Perché i giornalisti non fanno il loro mestiere come una volta andando sul posto, conoscendo la gente? Invece, si collegano a Internet e "fanno" gli articoli di pessimo livello e di pessimo gusto. Ovviamente, se il giornalista che scrive è un fascista (cosa che non si trova sul 90% dei giornali e delle televisioni italiani), utilizzerà dei termini come Dio, Patria e Famiglia, se è un comunista (cioè quello alla page), si rifarà alla sporca guerra del Vietnam e allo "sporco lavoro" dell’Afghanistan. C'è tanta disoccupazione nel Sud e nel Molise. Assumete qualche corrispondente in più, brutti porci capitalisti, avrebbero detto i comunisti, oppure non parlate affatto se non conoscete le gente e rifiutate lo spirito che anima troppi pochi giovani tacciati solo di essere dei deficienti di destra.

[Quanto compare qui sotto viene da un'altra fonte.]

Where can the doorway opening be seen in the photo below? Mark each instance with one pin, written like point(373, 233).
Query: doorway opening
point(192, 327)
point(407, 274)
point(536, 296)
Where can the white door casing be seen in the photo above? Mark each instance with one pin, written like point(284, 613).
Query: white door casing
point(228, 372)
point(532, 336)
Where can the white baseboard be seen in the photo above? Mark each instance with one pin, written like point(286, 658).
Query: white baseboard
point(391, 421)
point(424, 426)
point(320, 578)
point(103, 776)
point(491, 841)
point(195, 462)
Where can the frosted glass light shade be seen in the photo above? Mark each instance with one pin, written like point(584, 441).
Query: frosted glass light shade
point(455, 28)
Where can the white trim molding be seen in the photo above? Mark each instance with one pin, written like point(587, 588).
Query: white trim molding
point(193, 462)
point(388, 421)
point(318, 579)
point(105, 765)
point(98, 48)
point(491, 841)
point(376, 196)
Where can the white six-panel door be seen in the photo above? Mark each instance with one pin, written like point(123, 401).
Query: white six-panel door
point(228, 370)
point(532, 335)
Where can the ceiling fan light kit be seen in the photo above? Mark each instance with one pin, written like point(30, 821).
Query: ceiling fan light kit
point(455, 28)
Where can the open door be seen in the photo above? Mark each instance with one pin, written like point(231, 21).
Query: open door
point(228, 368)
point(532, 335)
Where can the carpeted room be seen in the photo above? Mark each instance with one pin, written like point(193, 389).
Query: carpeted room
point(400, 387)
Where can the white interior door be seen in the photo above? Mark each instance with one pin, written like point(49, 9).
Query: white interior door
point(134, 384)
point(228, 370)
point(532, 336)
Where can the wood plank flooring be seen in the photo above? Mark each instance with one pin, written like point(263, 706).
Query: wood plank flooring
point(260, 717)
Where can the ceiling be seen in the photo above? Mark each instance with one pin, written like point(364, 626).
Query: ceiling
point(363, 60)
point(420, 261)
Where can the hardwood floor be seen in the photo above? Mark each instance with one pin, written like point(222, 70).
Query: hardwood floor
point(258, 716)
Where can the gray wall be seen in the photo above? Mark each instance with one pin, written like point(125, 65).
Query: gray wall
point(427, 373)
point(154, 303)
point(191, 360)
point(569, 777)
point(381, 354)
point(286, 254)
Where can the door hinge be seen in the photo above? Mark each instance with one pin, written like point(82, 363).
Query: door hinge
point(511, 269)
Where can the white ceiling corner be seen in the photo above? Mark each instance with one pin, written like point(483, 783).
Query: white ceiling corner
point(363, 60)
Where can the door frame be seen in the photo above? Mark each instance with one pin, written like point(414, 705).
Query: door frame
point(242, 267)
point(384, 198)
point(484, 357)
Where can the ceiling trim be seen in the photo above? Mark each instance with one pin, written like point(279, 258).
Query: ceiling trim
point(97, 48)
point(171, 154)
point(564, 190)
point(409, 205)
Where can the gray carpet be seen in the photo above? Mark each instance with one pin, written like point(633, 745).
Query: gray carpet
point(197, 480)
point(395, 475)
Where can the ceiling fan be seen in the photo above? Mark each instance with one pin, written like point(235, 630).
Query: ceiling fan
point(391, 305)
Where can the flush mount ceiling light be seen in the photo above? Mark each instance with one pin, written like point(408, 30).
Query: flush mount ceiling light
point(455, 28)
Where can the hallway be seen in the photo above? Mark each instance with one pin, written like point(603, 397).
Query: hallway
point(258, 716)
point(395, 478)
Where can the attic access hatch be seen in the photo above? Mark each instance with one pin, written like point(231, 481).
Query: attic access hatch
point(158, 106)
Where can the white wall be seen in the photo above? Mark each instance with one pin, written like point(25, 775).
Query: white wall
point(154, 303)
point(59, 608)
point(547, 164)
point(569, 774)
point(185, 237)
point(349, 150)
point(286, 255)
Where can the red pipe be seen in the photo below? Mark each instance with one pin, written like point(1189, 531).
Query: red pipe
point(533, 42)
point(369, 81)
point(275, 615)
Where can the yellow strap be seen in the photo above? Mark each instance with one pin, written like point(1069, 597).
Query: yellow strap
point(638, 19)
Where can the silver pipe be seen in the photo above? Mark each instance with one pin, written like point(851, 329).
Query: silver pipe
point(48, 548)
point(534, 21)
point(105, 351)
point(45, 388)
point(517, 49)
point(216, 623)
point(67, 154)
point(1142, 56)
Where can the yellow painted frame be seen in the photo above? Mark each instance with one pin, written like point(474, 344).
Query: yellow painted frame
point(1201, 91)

Il Molise, in Afghanistan come in Belgio nelle miniere

Lo "sporco lavoro" di Alessandro non si distacca molto da quello dell'altretanto "sporco lavoro" dei suoi “antenati”: quelle migliaia e migliaia di molisani che andarono in Francia, in Belgio, in Germania, negli Stati Uniti, in Canada, in Australia. Morirono a migliaia, ma nessuno lo sa. I molisani, anche se presi a pesci in faccia non si lamentano mai. Perché mai questo ragazzo molisano deve staccarsi dalla tradizione molisana di “gente capace e gentile”, di “gente che vive per l’altra gente”? Il popolo molisano non si merita di essere trattato come una bestia da soma che, quando serve, trasporta l’acqua con le orecchie e quando non è più utile alla causa delle persone oneste e civile di un Italia vacanziera, di Capalbio e abbronzata da fare invidia a Obama, viene offesa, calpestata e derisa. Dopo aver gettato il fango sul Molise, adesso, questi personaggi, in primo luogo quelli de "Il Corriere", stanno aspettando sulla riva del fiume, con ansia, che passi la bara trasportata da un C130 listato a lutto: destinazione Campobasso.